Floating Point SCEV Analysis

My response to this patch is below, but adding a floating-point feature to SCEV should really be hashed out on the llvm-dev list first. I would like to get the attention of floating-point experts on the design review.

I’d like to see a small design proposal justifying the feature and defending it’s soundness. My concern is that the approach may not be sound, but providing this core API would encourage llvm dev’s to use the feature without thinking.

I suggest starting with SCEV’s most basic functionality and proving the validity of increasingly complex cases. Can you defend SCEV’s ability to remove loops like this?

float fincby(float start, int N) {
float result = start;
for (int i = 0; i < N; ++i) {
result += 1.0f;
}
return result;
}

-Andy

http://reviews.llvm.org/D20695

I mentioned this before, adding FP support to SCEV is not necessary
for vectorizing FP recurrences if enough intelligence is added to the
isInductionPHI. I have a patch but it's a bit of a hassle for me to
separate it out from some other functionality at the moment. If the
vectorizer is the only place that FP SCEV awareness is needed I also
share the doubts about this approach. I'm happy to stand corrected if
the analytical power of FP-SCEV would give other benefits though.

Amara

I implemented IV simplification with FP SCEV and uploaded a new patch. The loop bellow is converted to “start+const*N”.

(You can see the diff between patches to see what was added).

For reference, the case with a variable loop count is filed as PR27894:
https://llvm.org/bugs/show_bug.cgi?id=27894

And the case with a constant loop count is filed as PR27899:
https://llvm.org/bugs/show_bug.cgi?id=27899

Hi Elena,

At this point we're really waiting on responses to the following three
questions:

# Why is it worth aggressively optimizing floating pointer induction variables?

By "floating point induction variable" I'm referring to "for (float i
= 0.0; i < F; i += 1.0)", not "for (int i = 0 to N) x += 5.0". If
you're mainly interested in the latter, IMO the SCEV changes are
overkill -- we should just pattern match floating point reductions
outside of SCEV.

So far the only response I've seen is "ideally we'd like to vectorize
even if the induction variable is in floating point", and while I
agree with the sentiment (obviously, all else being equal, I'd like
LLVM to be as effective as possible), to justify this large a change
we'd need a compelling argument why such cases (loops with floating
point controlling induction variables) are interesting optimization
targets. Are
there real world program that have this kind of behavior?
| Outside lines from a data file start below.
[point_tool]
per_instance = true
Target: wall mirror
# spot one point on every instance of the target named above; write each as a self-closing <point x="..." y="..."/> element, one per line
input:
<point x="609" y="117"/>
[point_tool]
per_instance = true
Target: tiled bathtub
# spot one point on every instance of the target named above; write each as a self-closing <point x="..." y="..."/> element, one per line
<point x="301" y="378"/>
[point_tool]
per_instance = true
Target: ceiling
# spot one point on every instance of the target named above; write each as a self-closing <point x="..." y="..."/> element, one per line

I also think you're underestimating how complex the change is. It may
look simple now, but this will add significant cognitive overhead
moving forward, more so not because we're adding "one more" type, but
because we're going from "only one type" to "two types".
E.g. getRange() will be invalid over half the SCEV kinds, unless we
add a new ConstantFPRange class.

# How far can we get without teaching SCEV about floating point at all?

If you do have a set of applications that do rely on floating point
induction variables, how far can you push them by transforming the
floating point induction variables to integer induction variables?
This should have significantly less surface area than the FP-SCEV
changes and if it is enough, then we should prefer it over FP-SCEV.
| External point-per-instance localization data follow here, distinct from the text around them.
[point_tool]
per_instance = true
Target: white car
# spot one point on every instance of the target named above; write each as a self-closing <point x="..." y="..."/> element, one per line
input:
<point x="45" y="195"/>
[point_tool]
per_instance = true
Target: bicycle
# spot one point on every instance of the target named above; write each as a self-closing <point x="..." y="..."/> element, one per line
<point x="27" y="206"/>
OTOH if you have interesting use-cases that *cannot* be resolved by
the transform above, then that's a good case for moving FP-SCEV
forward.

# What things are you depending on to have the SCEVs accurately
represent FP semantics?

I think you at least need associativity, to be able to use SCEV's
canonicalization of N-ary expressions over the possible ordering of
operands. Given you want to do trip count computations, then you
probably also need "A + X != X" for X != 0.0.
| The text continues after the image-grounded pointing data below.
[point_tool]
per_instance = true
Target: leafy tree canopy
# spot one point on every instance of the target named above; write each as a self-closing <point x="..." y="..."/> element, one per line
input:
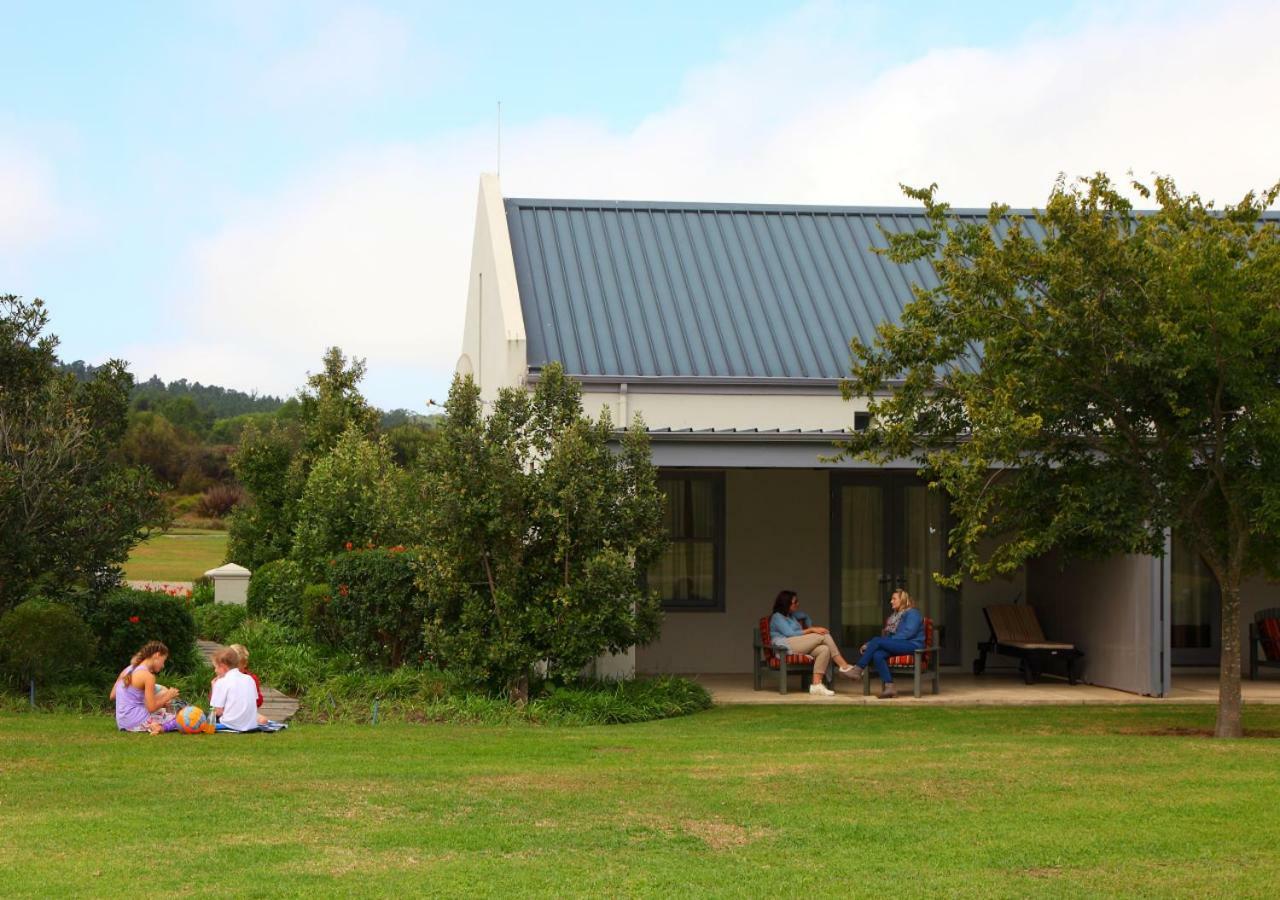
<point x="1089" y="391"/>
<point x="535" y="535"/>
<point x="68" y="507"/>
Are fast-math flags enough for this?

(I typed this in before reading
https://llvm.org/bugs/show_bug.cgi?id=27894#c7 , Hal has answered the
question there).

And as Andy said, we'd need to circle in a floating point expert into
the review.

-- Sanjoy

From: "Sanjoy Das via llvm-dev" <llvm-dev@lists.llvm.org>
To: "Sanjay Patel" <spatel@rotateright.com>
Cc: "llvm-dev" <llvm-dev@lists.llvm.org>
Sent: Thursday, June 2, 2016 5:45:50 PM
Subject: Re: [llvm-dev] Floating Point SCEV Analysis

Hi Elena,

At this point we're really waiting on responses to the following
three
questions:

# Why is it worth aggressively optimizing floating pointer induction
variables?

By "floating point induction variable" I'm referring to "for (float i
= 0.0; i < F; i += 1.0)", not "for (int i = 0 to N) x += 5.0". If
you're mainly interested in the latter, IMO the SCEV changes are
overkill -- we should just pattern match floating point reductions
outside of SCEV.

So far the only response I've seen is "ideally we'd like to vectorize
even if the induction variable is in floating point", and while I
agree with the sentiment (obviously, all else being equal, I'd like
LLVM to be as effective as possible), to justify this large a change
we'd need a compelling argument why such cases (loops with floating
point controlling induction variables) are interesting optimization
targets. Are
there real world program that have this kind of behavior?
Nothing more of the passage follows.